Forget the pastel blazers and penchant for crime-fighting: Don Johnson's latest vice is not paying his bills on time.

A Colorado lending company has petitioned a court for permission to sell the Miami Vice star's 17-acre Aspen ranch, claiming the former TV cop has failed to make good on a $10.6 million promissory note, according to the Aspen Daily News.

Johnson's publicist said the filing, which was made Mar. 16 in Pitkin County District Court but not made public until this week, "has been remedied."

"This company plans to withdraw the order," Elliot Mintz told the Aspen Daily News. "The motion, it is my understanding from Don, is to be withdrawn."
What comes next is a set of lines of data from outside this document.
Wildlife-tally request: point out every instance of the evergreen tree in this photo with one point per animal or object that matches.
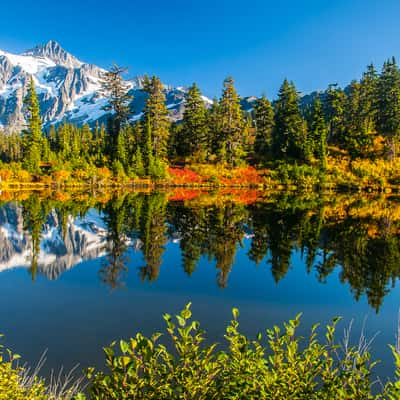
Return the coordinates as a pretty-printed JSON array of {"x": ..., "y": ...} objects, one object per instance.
[
  {"x": 264, "y": 121},
  {"x": 214, "y": 127},
  {"x": 356, "y": 138},
  {"x": 156, "y": 116},
  {"x": 389, "y": 105},
  {"x": 317, "y": 132},
  {"x": 194, "y": 132},
  {"x": 289, "y": 133},
  {"x": 117, "y": 92},
  {"x": 334, "y": 111},
  {"x": 32, "y": 136},
  {"x": 231, "y": 125},
  {"x": 369, "y": 98}
]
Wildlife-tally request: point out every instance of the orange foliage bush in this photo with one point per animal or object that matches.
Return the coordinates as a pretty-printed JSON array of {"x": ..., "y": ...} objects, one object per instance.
[
  {"x": 5, "y": 174},
  {"x": 184, "y": 176},
  {"x": 61, "y": 176}
]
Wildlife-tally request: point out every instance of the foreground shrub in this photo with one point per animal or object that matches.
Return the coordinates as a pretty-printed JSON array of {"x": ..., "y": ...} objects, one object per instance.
[
  {"x": 12, "y": 386},
  {"x": 279, "y": 365}
]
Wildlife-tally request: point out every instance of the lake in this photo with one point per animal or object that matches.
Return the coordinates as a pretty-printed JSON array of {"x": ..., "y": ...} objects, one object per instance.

According to court documents, the New York-based D.E. Shaw Laminar Lending firm is the holder of the promissory note and was intending to leverage Johnson's Woody Acre ranch to ensure repayment for the full amount of $10,608,000.

The two-page motion claims that "defaults have occurred under the deed of trust, including...the failure to make timely payments as required under the deed of trust."
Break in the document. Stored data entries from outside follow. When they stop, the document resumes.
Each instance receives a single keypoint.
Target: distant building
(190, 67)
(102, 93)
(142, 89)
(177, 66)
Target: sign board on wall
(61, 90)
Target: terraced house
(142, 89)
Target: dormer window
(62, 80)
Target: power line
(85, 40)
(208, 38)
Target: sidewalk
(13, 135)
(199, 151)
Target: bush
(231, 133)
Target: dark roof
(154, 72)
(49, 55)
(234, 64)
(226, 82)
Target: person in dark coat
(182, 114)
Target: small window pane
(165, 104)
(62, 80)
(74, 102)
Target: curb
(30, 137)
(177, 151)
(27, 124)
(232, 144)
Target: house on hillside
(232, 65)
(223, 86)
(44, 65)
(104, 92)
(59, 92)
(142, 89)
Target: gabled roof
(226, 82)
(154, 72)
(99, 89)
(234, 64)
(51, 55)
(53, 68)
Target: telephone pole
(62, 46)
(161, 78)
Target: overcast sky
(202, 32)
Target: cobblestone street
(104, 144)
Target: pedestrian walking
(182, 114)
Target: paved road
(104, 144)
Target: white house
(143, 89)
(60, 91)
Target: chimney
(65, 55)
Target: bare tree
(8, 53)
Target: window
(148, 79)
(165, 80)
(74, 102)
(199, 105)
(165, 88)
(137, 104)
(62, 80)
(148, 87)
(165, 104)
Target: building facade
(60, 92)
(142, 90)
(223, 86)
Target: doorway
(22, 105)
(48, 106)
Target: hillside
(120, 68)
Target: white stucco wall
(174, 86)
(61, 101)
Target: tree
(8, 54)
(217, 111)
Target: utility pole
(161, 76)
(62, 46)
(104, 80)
The promissory note itself was dated Aug. 30, 2004, and taken out to pay off a host of bankruptcy creditors and debts the Nash Bridges star had rung up. Four months after it was issued, Johnson's lawyers made the happy announcement that their clients debts were paid off. All except for the note lender, that is. The Johnson-controlled company that executed the note filed for bankruptcy shortly after.

The financial misstep was nothing new for Johnson, who has suffered a series of money woes in the past few years and is unfortunately no stranger to the threat of homelessness.
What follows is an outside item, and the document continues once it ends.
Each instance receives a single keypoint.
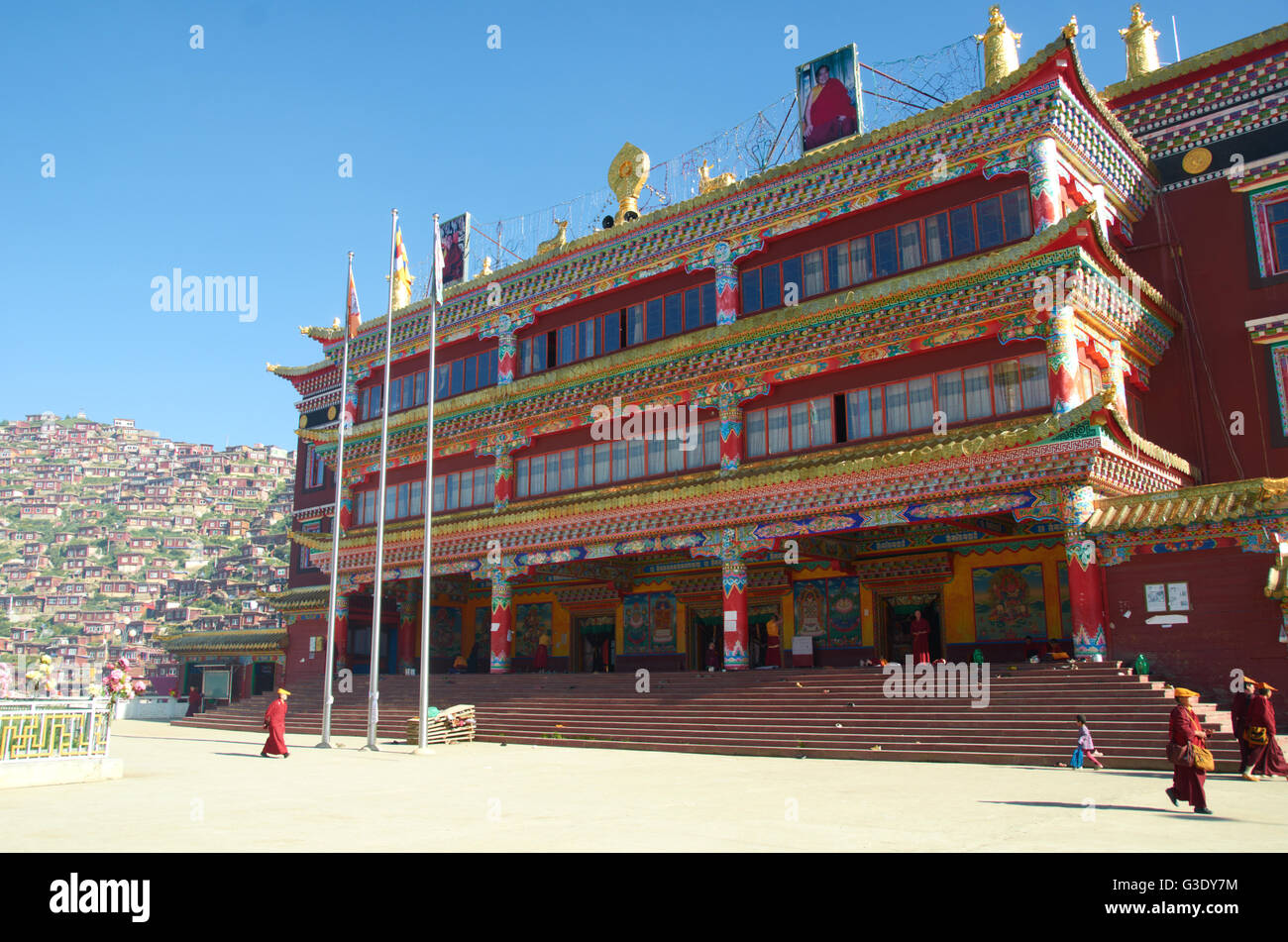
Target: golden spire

In 2004, the Los Angeles-based City National Bank attempted to foreclose on the ranch when a $930,447 loan note went bad. While Johnson did eventually make good on that debt, it wasn't the only close call.

Last October the actor was sued by real estate auctioneer Sheldon Good & Co., which accused him of reneging on an agreement to put the estate up for auction. According to the Aspen Daily News, the bidding was scheduled to begin in July 2005, and the company was due to receive $100,000 for related marketing expenses. The money, though, was never paid as Johnson was, per the suit, "unwilling to proceed with the auction." The case is still pending in Pitkin County Court.

The actor's monetary saga also included a stop in small claims court, after a lawsuit was brought against Johnson by Clark's Market, an Aspen grocery store, over an unpaid IOU in the amount of $5,740. He also managed to rack up bills at the Aspen Valley Hospital ($7,345), the Of Grape & Grain liquor store ($377), Isberian Rug Co. ($1,228), Planted Earth ($764) and the Aspen law firm of Garfield & Hecht ($2,787). All of the companies, though, were paid off when Johnson was issued his multimillion-dollar promissory note.

According to Mintz, Johnson currently splits his time between his Colorado ranch and an L.A. home. Johnson can use all that space: He's expecting his third child with wife Kelley Phleger this spring.